Sunday, September 26, 2010

Are We Down to Earth Enough?

You get boys outside in nature and after 6-8 hours they're pretending they're frogs or bears rather than Luke Skywalker and Darth Vader with light sabers. I say 6-8 hours because yesterday my son was playing with a friend at the Redwood Bowl in the Oakland Hills. After 2 hours he was still using a pistol-like stick with beautiful green lichen as a laser. My 4 year old draws a lot of aliens at school with laser see-all eyes inspired by his cousin who made a robot with see-all eyes designed to save the environment. I know his cousin isn't the only one influencing him; my own time spent here on this lap top, and the time I let the boys play on pbs kids.org contributes to their point of view: that the fantastical omnipotence of robots and futuristic objects trumps all. We love this stuff-- at least a lot of us do. An iPhone can feel more alive than something really alive like a stick or a towering redwood forest. I wish sometimes I could sail away on a small boat with the boys for a year and a day to where the wild things are. Not because I want them to know how to becalm them but because I want them to know that sense of belonging and being awake in wildness. In a way a hurricane or a Nor'easter wakes us.

Monday, September 13, 2010

Blossom Jack- fours years plus

Not that I write hundreds of entries a year-- but there is something of value to having a little history. I started Blossom Jack around the time my son Jackson turned 1 in 2007 and six months after my father passed away. The title came to me out loud as a dialogue with my husband. I wanted a name that might fit both genders and represent something that grows, grows beautifully and naturally. Blossom Jack came to me after a few tries and just coincidentally happened to be the name of the cow my husband had as a child in Sparks, Nevada. I had never known he had a cow before that conversation. Just for the record, his family cared for and got milk from Blossom Jack and then ate her, an urban homesteading tale from the early 70's.

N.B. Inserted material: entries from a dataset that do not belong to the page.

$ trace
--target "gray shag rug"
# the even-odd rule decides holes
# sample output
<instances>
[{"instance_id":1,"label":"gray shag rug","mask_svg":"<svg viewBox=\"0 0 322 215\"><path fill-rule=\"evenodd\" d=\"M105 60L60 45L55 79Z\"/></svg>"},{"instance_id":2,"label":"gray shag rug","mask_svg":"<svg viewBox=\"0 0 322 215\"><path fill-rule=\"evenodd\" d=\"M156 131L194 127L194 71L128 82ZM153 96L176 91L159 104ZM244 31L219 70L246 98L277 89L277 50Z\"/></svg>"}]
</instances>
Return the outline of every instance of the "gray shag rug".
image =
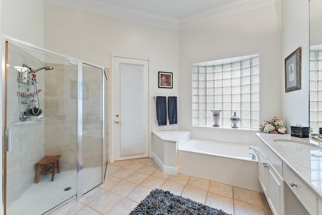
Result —
<instances>
[{"instance_id":1,"label":"gray shag rug","mask_svg":"<svg viewBox=\"0 0 322 215\"><path fill-rule=\"evenodd\" d=\"M141 201L129 215L145 214L228 215L228 213L221 209L174 195L169 191L156 189Z\"/></svg>"}]
</instances>

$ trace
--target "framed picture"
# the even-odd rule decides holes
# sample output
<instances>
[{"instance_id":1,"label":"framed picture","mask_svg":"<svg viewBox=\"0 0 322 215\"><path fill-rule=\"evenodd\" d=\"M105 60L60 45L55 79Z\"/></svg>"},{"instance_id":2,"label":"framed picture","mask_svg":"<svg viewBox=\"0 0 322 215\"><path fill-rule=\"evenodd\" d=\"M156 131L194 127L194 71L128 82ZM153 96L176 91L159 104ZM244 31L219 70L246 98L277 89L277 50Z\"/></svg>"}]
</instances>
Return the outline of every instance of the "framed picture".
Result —
<instances>
[{"instance_id":1,"label":"framed picture","mask_svg":"<svg viewBox=\"0 0 322 215\"><path fill-rule=\"evenodd\" d=\"M301 47L285 58L285 93L301 89Z\"/></svg>"},{"instance_id":2,"label":"framed picture","mask_svg":"<svg viewBox=\"0 0 322 215\"><path fill-rule=\"evenodd\" d=\"M172 88L172 73L159 71L159 88Z\"/></svg>"}]
</instances>

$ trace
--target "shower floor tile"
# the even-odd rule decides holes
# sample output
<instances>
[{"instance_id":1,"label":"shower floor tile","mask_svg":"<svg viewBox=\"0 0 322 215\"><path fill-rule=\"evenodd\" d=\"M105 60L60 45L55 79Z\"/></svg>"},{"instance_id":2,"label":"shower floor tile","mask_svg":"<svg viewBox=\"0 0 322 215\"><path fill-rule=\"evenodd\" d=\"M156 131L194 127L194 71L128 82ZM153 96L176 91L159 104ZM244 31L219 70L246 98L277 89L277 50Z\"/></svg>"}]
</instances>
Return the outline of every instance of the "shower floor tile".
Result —
<instances>
[{"instance_id":1,"label":"shower floor tile","mask_svg":"<svg viewBox=\"0 0 322 215\"><path fill-rule=\"evenodd\" d=\"M100 167L83 170L83 191L86 192L101 183L102 169ZM41 214L58 204L72 197L76 192L76 171L61 172L42 175L38 183L34 183L8 208L8 215ZM70 189L64 189L70 187Z\"/></svg>"}]
</instances>

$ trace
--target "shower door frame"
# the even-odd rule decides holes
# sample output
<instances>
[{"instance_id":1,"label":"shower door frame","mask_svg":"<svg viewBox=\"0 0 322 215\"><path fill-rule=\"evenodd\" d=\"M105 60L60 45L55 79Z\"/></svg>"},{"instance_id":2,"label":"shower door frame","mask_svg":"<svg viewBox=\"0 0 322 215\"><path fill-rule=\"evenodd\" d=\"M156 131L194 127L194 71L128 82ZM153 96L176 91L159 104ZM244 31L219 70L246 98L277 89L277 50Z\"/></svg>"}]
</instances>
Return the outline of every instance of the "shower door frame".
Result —
<instances>
[{"instance_id":1,"label":"shower door frame","mask_svg":"<svg viewBox=\"0 0 322 215\"><path fill-rule=\"evenodd\" d=\"M1 48L1 51L0 53L0 56L1 57L1 74L0 75L0 83L1 83L1 87L0 87L0 94L1 95L1 104L0 104L0 110L1 111L1 115L0 115L0 122L2 123L2 130L1 134L3 136L3 139L2 141L2 152L0 154L0 164L2 165L2 177L0 179L0 182L2 182L3 185L1 186L0 190L2 191L2 199L0 198L0 199L2 200L2 204L0 206L0 214L1 212L3 212L4 214L6 214L7 210L7 202L6 202L6 165L7 161L6 159L6 152L4 150L5 141L3 135L4 135L4 131L6 128L7 122L6 121L7 116L5 114L7 114L7 76L6 74L7 71L6 67L6 59L8 59L8 56L6 56L7 52L7 45L6 43L8 42L10 44L14 44L18 47L22 48L27 48L29 50L34 51L41 51L44 54L46 54L49 56L57 57L59 59L63 59L64 60L69 61L70 62L72 62L77 63L77 178L76 178L76 195L73 196L71 198L66 199L64 201L61 202L60 204L56 205L53 208L50 209L47 212L45 212L44 214L50 214L53 211L63 206L63 205L75 201L80 198L85 193L83 193L83 66L84 64L86 64L92 66L94 66L102 70L102 183L99 185L95 187L92 189L90 191L86 192L92 192L96 189L98 189L99 187L104 184L105 179L105 170L104 169L106 167L104 165L104 163L106 163L106 160L107 160L106 157L107 156L107 152L104 152L104 144L106 142L107 138L105 135L104 130L105 129L105 125L106 124L106 116L104 114L104 108L107 108L105 104L105 99L107 96L107 92L105 90L104 86L105 86L106 82L107 81L107 78L105 73L105 68L103 66L101 66L98 65L94 64L92 63L84 61L79 60L78 59L67 56L66 55L62 55L52 51L46 49L36 45L31 44L30 43L22 41L21 40L13 38L11 37L3 35L1 40L1 45L0 47Z\"/></svg>"}]
</instances>

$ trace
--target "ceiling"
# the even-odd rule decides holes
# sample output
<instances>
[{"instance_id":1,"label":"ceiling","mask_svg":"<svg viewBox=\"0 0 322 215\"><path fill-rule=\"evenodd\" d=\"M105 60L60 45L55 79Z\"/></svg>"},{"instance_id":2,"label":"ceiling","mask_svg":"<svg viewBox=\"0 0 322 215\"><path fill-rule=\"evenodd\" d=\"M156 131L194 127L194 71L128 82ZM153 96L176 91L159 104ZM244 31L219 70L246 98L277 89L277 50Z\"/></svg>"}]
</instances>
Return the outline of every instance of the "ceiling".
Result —
<instances>
[{"instance_id":1,"label":"ceiling","mask_svg":"<svg viewBox=\"0 0 322 215\"><path fill-rule=\"evenodd\" d=\"M46 3L180 29L280 0L44 0Z\"/></svg>"}]
</instances>

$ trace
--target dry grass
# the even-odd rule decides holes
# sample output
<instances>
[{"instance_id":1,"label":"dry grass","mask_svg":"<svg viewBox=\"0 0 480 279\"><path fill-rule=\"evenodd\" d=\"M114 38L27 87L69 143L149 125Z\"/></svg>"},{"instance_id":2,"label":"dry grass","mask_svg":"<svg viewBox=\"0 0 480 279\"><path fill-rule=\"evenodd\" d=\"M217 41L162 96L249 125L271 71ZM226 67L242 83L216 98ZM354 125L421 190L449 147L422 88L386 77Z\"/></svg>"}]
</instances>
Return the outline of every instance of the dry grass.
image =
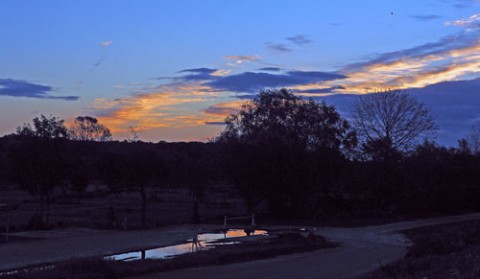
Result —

Sunday, September 12, 2010

Summer lovin': My plums, food trips and blogs to remember

Here's my plum tree humming with bees in spring. Missed my plum harvest this summer but Doug picked 8 or 9 pounds and froze them. Made one batch of vanilla bean plum preserves and my favorite plum upside down cake from Ruth Reichel's The Gourmet Cookbook and still have half the harvest in my freezer. Two remarkable food trips of the summer- neither necessarily new to foodies but new and lovely to me: Momofuku's ssam and milk bars in NYC in July and then today Humphrey Slocumbe's ice cream parlor. We had burnt butter, salted chocolate and the especially nice Irish Breakfast: vanilla ice cream with bourbon and cornflakes. Question: what's with the salt? Seems like it goes hand-in-hand with avant garde food. In any case, it worked today after a foggy morning at Ocean Beach. Two food revolution blogs to follow and fantasize about the days when I can hit all the Slow Food/ and Forage events around the country right at peak harvests: Forage Oakland and two recommended by my best friend Julie: Sweet Beet and Splendid Table.